The bandits submodule

Contents:

class multibeep.bandits.arm_info

Bases: object

estimated_mean

estimated_mean – ‘float_t’

estimated_variance

estimated_variance – ‘float_t’

identifier

identifier – ‘unsigned int’

index

index – ‘unsigned int’

is_active

is_active – ‘bool’

name

name – ‘string’

num_pulls

num_pulls – ‘long double’

p_max

p_max – ‘float_t’

posterior

posterior – multibeep.util.posterior_class

real_mean

real_mean – ‘float_t’

real_variance

real_variance – ‘float_t’

rewards

rewards – ‘vector[float_t]’

class multibeep.bandits.base

Bases: object

Base class for all bandits.

It contains the functionality common to all subclasses. To access the arm_info objects of the contained arms, use the index operator ‘[]’

add_arm(self, base arm)

adds an arm to the bandit

Parameters:arm (multibeep.arms.base) – an instantiated arm
Returns:unsigned int – the unique identifier associated with the arm just added
deactivate_by_confidence_gap(self, float_t delta, bool consider_inactive_arms=True)

deactivates arms based on the posteriors by comparing the confidence bounds computed from the posteriors

Parameters:
  • delta (double) – determines the size of the used confidence bounds.
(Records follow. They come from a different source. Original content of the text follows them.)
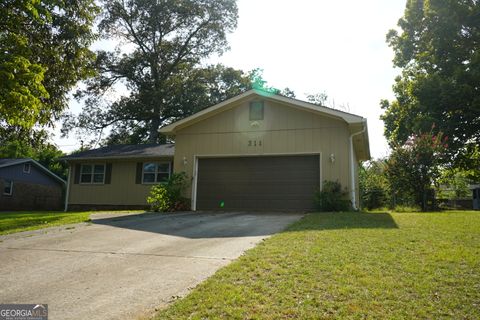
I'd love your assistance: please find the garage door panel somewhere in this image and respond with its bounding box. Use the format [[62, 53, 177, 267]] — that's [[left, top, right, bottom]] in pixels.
[[197, 155, 320, 210]]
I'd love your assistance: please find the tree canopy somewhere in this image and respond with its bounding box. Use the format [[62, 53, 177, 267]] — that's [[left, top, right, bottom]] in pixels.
[[64, 0, 242, 142], [0, 0, 98, 133], [381, 0, 480, 172]]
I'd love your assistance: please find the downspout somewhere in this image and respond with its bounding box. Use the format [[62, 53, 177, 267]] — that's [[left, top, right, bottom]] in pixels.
[[350, 121, 367, 210], [63, 165, 72, 212]]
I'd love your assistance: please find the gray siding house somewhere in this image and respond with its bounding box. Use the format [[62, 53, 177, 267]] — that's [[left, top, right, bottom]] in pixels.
[[0, 159, 66, 211]]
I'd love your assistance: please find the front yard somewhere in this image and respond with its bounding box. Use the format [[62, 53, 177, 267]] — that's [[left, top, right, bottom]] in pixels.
[[0, 211, 143, 235], [156, 211, 480, 319]]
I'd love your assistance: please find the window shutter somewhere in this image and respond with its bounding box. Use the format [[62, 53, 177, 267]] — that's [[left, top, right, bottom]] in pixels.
[[135, 162, 143, 184], [73, 163, 80, 184], [105, 163, 112, 184]]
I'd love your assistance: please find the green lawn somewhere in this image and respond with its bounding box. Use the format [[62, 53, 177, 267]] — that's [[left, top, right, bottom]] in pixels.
[[0, 211, 143, 235], [156, 211, 480, 319]]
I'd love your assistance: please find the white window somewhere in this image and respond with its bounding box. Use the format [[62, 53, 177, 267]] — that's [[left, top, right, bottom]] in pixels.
[[142, 162, 170, 184], [80, 164, 105, 184], [3, 180, 13, 196], [23, 163, 31, 173]]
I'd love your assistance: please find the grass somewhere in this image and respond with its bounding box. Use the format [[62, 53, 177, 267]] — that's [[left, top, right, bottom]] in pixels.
[[155, 211, 480, 319], [0, 211, 143, 235]]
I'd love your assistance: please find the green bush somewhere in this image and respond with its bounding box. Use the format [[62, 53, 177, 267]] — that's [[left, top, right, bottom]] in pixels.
[[147, 172, 190, 212], [315, 180, 351, 211]]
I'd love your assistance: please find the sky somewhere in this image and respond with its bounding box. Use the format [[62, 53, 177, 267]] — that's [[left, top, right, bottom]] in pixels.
[[54, 0, 406, 158]]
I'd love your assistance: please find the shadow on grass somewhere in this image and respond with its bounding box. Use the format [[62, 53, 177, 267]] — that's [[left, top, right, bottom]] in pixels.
[[287, 212, 398, 231]]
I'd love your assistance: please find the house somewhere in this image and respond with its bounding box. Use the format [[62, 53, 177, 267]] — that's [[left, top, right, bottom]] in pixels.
[[0, 159, 66, 211], [470, 184, 480, 210], [63, 144, 175, 210], [66, 90, 370, 211]]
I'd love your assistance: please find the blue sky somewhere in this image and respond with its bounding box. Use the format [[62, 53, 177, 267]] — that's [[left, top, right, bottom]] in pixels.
[[54, 0, 406, 158]]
They are computed as the delta/2, and 1-delta/2 quantiles respectively
  • consider_inactive_arms (bool) – If True, the bounds of the inactive arms are also considered to find the largest lower bound.
deactivate_by_identifier(self, unsigned int ident)

deactivates an arm based on its unique identifier

Parameters:ident (unsigned int) – the identifier that should be deactivated. In contrast to indices, the identifiers are constant over the lifetime of a bandit.
deactivate_by_index(self, unsigned int index)

deactivates an arm based on its current index

Parameters:index (unsigned int) – the index that should be deactivated. Note the indices of other arms might change, so don’t use this in succession! See deactivate_by_identifier for deactivating multiple arms.
deactivate_n_worst(self, unsigned int n)

deactivates arms solely based on their estimated mean

Parameters:n (unsigned int) – the number of arms to deactivate
min_pull_arms(self, unsigned int min_num_pulls)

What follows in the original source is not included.